Passando para a Argentina, “El Mensage”, de Iván Fund, tem como protagonista uma jovem que parece ter o poder de falar com a alma dos animais, sendo como tal explorada pelos familiares que se ocupam dela. Filmado a preto e branco só porque sim, e com uma banda sonora insuportável, a que se junta a cover dos Pet Shop Boys de “You’re Always in My Mind”, o filme também não convenceu.
O mesmo aconteceu com “Mother’s Baby”, de Johanna Moder, versão austríaca e muito pobre do clássico “Rosemary’s Baby”, de Roman Polanski. Aqui, uma casal que não consegue ter filhos recorre a uma clínica especializada, mas depois do bebé ser retirado da mãe após o parto e de lhe se entregue apenas no dia seguinte, toda a gente percebe que algo de errado se esconde por detrás da clínica. Mais de meia-hora depois percebe-se, mas num final absolutamente paptético de inverosimilhança.
Poderíamos ainda retomar outros títulos da competição enformados pelo cinema de género, como o belga “Reflet dans un Diamond Mort”, filme de ação e espionagem, em homenagem ao género e muitos outros momentos da cinefilia coletiva, de James Bond aos policiais italianos. Ou o chinês “Girls on Wire”, drama familiar onde as filmagens de cenas de ação, com jovens atrizes a voar agarradas por cabos, é um dos principais elementos dramáticos. Ou ainda a versão negra do conto de fadas no francês “La Tour de Glace”, com Marion Cotillard na Rainha da Neve.
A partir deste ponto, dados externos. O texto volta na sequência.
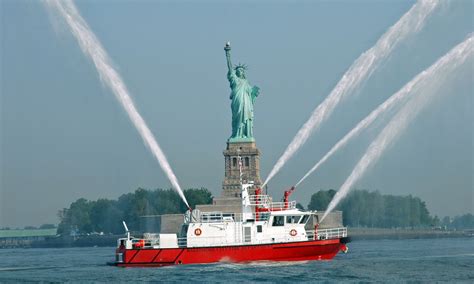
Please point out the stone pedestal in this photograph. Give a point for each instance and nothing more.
(250, 155)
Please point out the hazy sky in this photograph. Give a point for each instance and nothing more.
(64, 136)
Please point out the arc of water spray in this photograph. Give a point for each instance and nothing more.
(399, 97)
(410, 23)
(92, 48)
(433, 75)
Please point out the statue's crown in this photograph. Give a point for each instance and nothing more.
(241, 66)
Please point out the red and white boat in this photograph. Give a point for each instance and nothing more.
(264, 231)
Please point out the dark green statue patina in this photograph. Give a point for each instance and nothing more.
(243, 97)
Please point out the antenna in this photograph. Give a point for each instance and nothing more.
(240, 169)
(126, 229)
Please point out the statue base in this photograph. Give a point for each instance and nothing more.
(239, 140)
(245, 148)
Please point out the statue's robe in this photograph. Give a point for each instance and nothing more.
(243, 97)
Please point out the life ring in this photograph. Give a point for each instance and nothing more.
(197, 232)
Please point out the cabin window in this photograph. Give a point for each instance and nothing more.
(304, 219)
(278, 221)
(292, 219)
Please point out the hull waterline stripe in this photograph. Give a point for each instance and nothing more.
(153, 260)
(130, 261)
(179, 254)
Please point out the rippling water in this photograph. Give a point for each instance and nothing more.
(425, 260)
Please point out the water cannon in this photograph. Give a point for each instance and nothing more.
(127, 231)
(286, 196)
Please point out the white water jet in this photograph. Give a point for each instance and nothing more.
(428, 79)
(410, 23)
(443, 65)
(92, 48)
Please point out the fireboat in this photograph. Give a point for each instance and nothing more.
(264, 231)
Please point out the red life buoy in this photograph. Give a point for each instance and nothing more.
(197, 232)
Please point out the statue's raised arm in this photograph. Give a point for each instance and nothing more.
(227, 54)
(243, 97)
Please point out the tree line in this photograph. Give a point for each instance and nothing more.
(361, 208)
(105, 215)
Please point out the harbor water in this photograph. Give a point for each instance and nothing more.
(425, 260)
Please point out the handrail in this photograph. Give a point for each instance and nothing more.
(265, 202)
(320, 234)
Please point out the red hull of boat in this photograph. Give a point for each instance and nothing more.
(295, 251)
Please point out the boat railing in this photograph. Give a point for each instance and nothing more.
(153, 241)
(265, 201)
(215, 217)
(327, 234)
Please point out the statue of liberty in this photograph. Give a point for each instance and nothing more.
(243, 97)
Ainda nos filmes da seleção oficial competitiva, salva-se a produção germânica “What Marielle Knows”, de Fréderic Hambalek, onde uma jovem adolescente, após receber uma forte chapada na escola, passa a ter o poder especial de saber exatamente o que o pai e a mãe disseram ao longo do dia. Descobre assim que a mãe talvez ande a enganar o marido e que o pai não é a boa pessoa que parece em casa. Mais do que este lado “fantástico”, o filme é uma observação sobre o casal no mundo contemporâneo e até onde será a verdade absoluta o principal suporte de um matrimónio.
Mas esta talvez tendência para o fantástico estende-se a outros filmes exibidos em secções paralelas. Apenas para referir dois títulos que têm estreia garantida e que demonstraram qualidades acima dos que concorrem pelo Urso de Ouro, refiram-se “The Thing with Feathers”, primeira obra do britânico Dylan Southern e endossado por um surpreendente Benedict Cumberbatch, num pai que ficou sozinh com os dois filhos pequenos depois da morte da mãe e tem de lutar não sõ com a dor como com a presença física da morte, representada por um imenso corvo com a voz de David Thewlis, ou “The Ugly Stepsister”, também filme de estreia da norueguesa Emilie Blichfeldt, versão muito negra da história de Cinderella.
Esperemos então pelos filmes de Richard Linklater, Radu Jude ou Hong Sangsoo, para que a competição de Berlim 2025 salve a sua honra.